Web application firewall
Demonstrate that the organization has deployed and properly configured a web application firewall that actively inspects inbound traffic to web applications, blocks malicious requests, and maintains audit logs of security events.
Description
What this control does
A web application firewall (WAF) is a security appliance or cloud service that inspects HTTP/HTTPS traffic between clients and web applications, blocking malicious requests based on signatures, behavioral analysis, and policy rules. The WAF filters common attack patterns including SQL injection, cross-site scripting (XSS), remote file inclusion, and OWASP Top 10 vulnerabilities before they reach the application layer.
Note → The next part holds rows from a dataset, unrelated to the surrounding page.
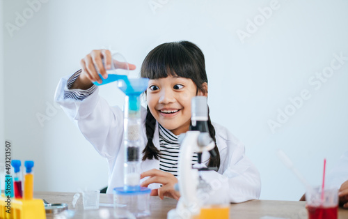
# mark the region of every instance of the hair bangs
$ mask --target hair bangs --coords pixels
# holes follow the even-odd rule
[[[193,58],[178,43],[161,44],[153,49],[145,58],[141,70],[142,77],[158,79],[179,76],[193,79],[196,75]]]

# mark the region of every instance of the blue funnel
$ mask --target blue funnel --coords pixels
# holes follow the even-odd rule
[[[129,110],[140,110],[139,96],[148,88],[148,78],[128,79],[125,77],[118,81],[118,88],[129,97]]]
[[[101,74],[99,74],[99,76],[102,79],[102,84],[99,84],[98,82],[94,82],[93,84],[97,86],[106,84],[111,82],[116,82],[119,80],[127,80],[128,78],[127,75],[120,75],[116,74],[108,74],[108,78],[104,79]]]

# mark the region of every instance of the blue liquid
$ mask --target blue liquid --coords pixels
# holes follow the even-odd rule
[[[13,179],[9,175],[5,176],[5,190],[3,193],[5,197],[10,195],[13,197],[15,196],[13,192]]]
[[[102,84],[95,82],[94,84],[100,86],[113,82],[118,80],[123,82],[118,82],[118,88],[125,93],[125,95],[129,97],[129,110],[137,111],[139,110],[140,100],[139,96],[146,90],[148,87],[148,78],[139,78],[129,80],[127,75],[119,75],[115,74],[109,74],[108,78],[103,79],[102,75],[99,75],[102,78]]]

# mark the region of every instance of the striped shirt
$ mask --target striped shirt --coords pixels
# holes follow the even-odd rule
[[[159,151],[161,151],[159,169],[177,176],[177,160],[180,150],[179,135],[174,135],[159,124]],[[192,155],[192,165],[197,163],[198,160],[197,153],[193,153]]]
[[[64,99],[83,100],[97,89],[97,86],[94,84],[90,88],[86,90],[70,89],[72,84],[74,84],[77,77],[79,77],[81,71],[82,70],[81,69],[79,70],[68,80],[67,86],[64,89]]]

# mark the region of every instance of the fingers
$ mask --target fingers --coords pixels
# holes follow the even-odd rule
[[[141,187],[148,187],[150,184],[152,183],[159,183],[162,185],[166,185],[166,183],[168,183],[168,180],[166,177],[163,176],[152,176],[145,181],[144,181],[140,186]]]
[[[151,193],[150,193],[150,196],[157,196],[158,195],[158,188],[155,188],[151,190]]]
[[[89,74],[88,71],[87,70],[84,59],[81,60],[80,65],[81,65],[81,68],[82,69],[82,73],[81,73],[80,76],[84,76],[87,77],[91,82],[95,82],[95,80],[91,75]]]
[[[111,52],[110,50],[102,50],[102,57],[104,58],[104,60],[105,60],[105,65],[106,66],[106,69],[110,69],[111,68]]]
[[[348,202],[346,202],[346,204],[343,204],[342,207],[345,209],[348,209]]]
[[[92,52],[91,53],[93,53],[93,52]],[[93,56],[95,56],[95,55],[93,55]],[[97,58],[94,58],[94,59],[95,60],[95,59],[97,59]],[[100,61],[101,61],[101,59]],[[83,68],[83,70],[84,70],[84,73],[85,73],[87,75],[88,75],[89,78],[91,79],[91,81],[92,82],[98,82],[98,83],[101,84],[102,83],[102,80],[100,78],[100,77],[99,77],[98,75],[98,73],[97,72],[97,70],[95,69],[95,63],[94,63],[94,61],[93,61],[93,58],[92,57],[92,55],[90,54],[88,54],[88,55],[86,55],[83,60],[81,60],[81,63],[84,63],[84,66],[81,66]],[[97,66],[98,64],[97,63]]]
[[[166,173],[164,171],[161,171],[159,169],[152,169],[141,173],[140,174],[140,179],[143,179],[146,176],[166,176],[168,174],[168,173]]]
[[[104,64],[103,64],[103,61],[102,59],[102,53],[105,52],[102,52],[103,50],[93,50],[90,53],[90,56],[92,58],[92,61],[94,65],[95,68],[96,69],[95,73],[97,73],[97,77],[100,77],[98,75],[97,72],[99,72],[103,78],[106,78],[107,77],[107,73],[106,70],[104,68]],[[98,81],[98,82],[100,82]]]
[[[348,188],[343,190],[340,190],[340,192],[338,192],[339,197],[344,197],[345,195],[348,195]]]
[[[163,200],[164,196],[171,197],[172,199],[175,199],[177,200],[178,200],[180,198],[178,192],[175,191],[174,190],[174,187],[170,185],[166,185],[158,188],[157,195],[161,200]]]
WAFs operate in inline or proxy mode, providing virtual patching capabilities when application code cannot be immediately remediated.
Control objective
What auditing this proves
Demonstrate that the organization has deployed and properly configured a web application firewall that actively inspects inbound traffic to web applications, blocks malicious requests, and maintains audit logs of security events.
Associated risks
Risks this control addresses
- SQL injection attacks that extract, modify, or delete sensitive database records through unvalidated user input
- Cross-site scripting (XSS) attacks that inject malicious scripts into web pages viewed by other users, leading to session hijacking or credential theft
- Remote file inclusion and command injection attacks that execute arbitrary code on the web server
- Distributed denial-of-service (DDoS) attacks that overwhelm application resources and cause service unavailability
- Zero-day application vulnerabilities exploited before patches are available or applied
- Bot-driven credential stuffing, scraping, or automated abuse that degrades performance or compromises accounts
- OWASP Top 10 exploits including broken authentication, sensitive data exposure, and XML external entity attacks
Live threat patterns this control mitigates:
Testing procedure
How an auditor verifies this control
- Obtain and review the architectural diagram showing WAF placement in the network topology and which web applications are protected.
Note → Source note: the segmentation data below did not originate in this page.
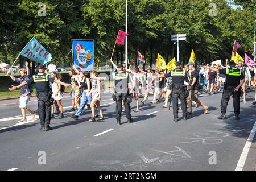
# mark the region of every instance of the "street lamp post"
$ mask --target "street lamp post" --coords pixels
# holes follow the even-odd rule
[[[253,60],[255,61],[256,60],[256,20],[254,21],[254,42],[253,44],[254,45],[253,49],[254,51]]]
[[[127,26],[127,0],[125,2],[125,32],[128,34],[128,26]],[[126,68],[128,68],[128,36],[125,37],[125,65]]]

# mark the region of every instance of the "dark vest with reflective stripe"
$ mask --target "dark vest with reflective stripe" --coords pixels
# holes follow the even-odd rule
[[[48,76],[48,75],[44,73],[38,73],[33,76],[36,92],[49,92],[51,90]]]
[[[171,76],[172,77],[172,84],[184,85],[185,72],[182,69],[177,68],[171,71]]]
[[[116,71],[115,73],[115,90],[117,93],[127,93],[128,88],[128,73]]]
[[[236,67],[226,68],[226,83],[227,86],[237,86],[240,83],[242,71]]]

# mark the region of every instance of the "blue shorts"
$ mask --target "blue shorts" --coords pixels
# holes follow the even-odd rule
[[[214,84],[215,83],[215,79],[209,80],[209,82],[210,83],[210,84]]]
[[[71,97],[71,99],[74,100],[75,99],[75,94],[74,94],[74,90],[71,92],[71,94],[70,94],[70,97]]]

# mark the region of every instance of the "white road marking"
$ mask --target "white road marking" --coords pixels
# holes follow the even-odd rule
[[[151,113],[147,114],[147,115],[151,115],[151,114],[155,114],[155,113],[158,113],[158,111],[154,111],[154,112],[152,112]]]
[[[248,152],[250,150],[250,147],[251,147],[251,142],[253,142],[253,138],[256,132],[256,122],[254,123],[253,129],[250,133],[250,135],[247,139],[246,143],[245,143],[245,147],[243,147],[243,151],[241,154],[240,158],[239,159],[238,162],[237,163],[237,167],[235,171],[242,171],[243,168],[245,166],[245,161],[246,160],[247,156],[248,155]]]
[[[112,131],[112,130],[114,130],[114,129],[109,129],[109,130],[106,130],[106,131],[105,131],[100,133],[99,134],[97,134],[97,135],[95,135],[94,136],[98,136],[101,135],[102,134],[104,134],[104,133],[107,133],[107,132]]]
[[[110,105],[110,104],[112,104],[115,103],[115,102],[110,102],[110,103],[107,103],[107,104],[102,104],[101,105],[101,106],[105,106],[105,105]],[[68,106],[68,107],[63,107],[63,109],[67,109],[67,108],[71,108],[72,106]],[[30,114],[26,114],[27,115],[30,115]],[[8,117],[8,118],[2,118],[0,119],[0,122],[1,121],[11,121],[11,120],[15,120],[15,119],[22,119],[22,117],[21,117],[20,115],[19,116],[16,116],[16,117]],[[8,126],[8,127],[3,127],[3,128],[0,128],[0,130],[4,130],[4,129],[6,129],[8,128],[10,128],[14,126],[19,126],[19,125],[24,125],[24,124],[27,124],[28,123],[31,123],[33,122],[35,122],[38,120],[38,119],[39,118],[39,117],[37,115],[36,115],[35,119],[34,121],[31,121],[31,118],[27,119],[27,122],[22,122],[22,123],[18,123],[14,125],[13,126]]]
[[[11,168],[11,169],[10,169],[9,170],[7,170],[7,171],[15,171],[15,170],[17,170],[17,169],[18,169],[18,168]]]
- Export and review the WAF ruleset configuration, including enabled signatures, custom rules, OWASP Core Rule Set version, and policy enforcement mode (blocking vs. monitoring).
- Verify that the WAF is configured in blocking mode (not detect-only) for production applications by reviewing the global policy settings.
- Select a sample of three to five web applications and confirm each is explicitly associated with an active WAF policy or protection profile.
- Review WAF logs from the past 30 days and identify blocked requests, verifying that malicious traffic is being detected and prevented (e.g., SQL injection attempts, XSS payloads).
- Conduct or review results of a controlled penetration test or vulnerability scan that simulates common attacks (SQL injection, XSS) against a protected application to validate blocking behavior.
- Interview the security operations team to confirm alert thresholds, false positive tuning procedures, and incident response workflows for WAF-generated security events.
- Review change management records for the past quarter to verify WAF rule updates, signature patches, and policy modifications are documented and approved.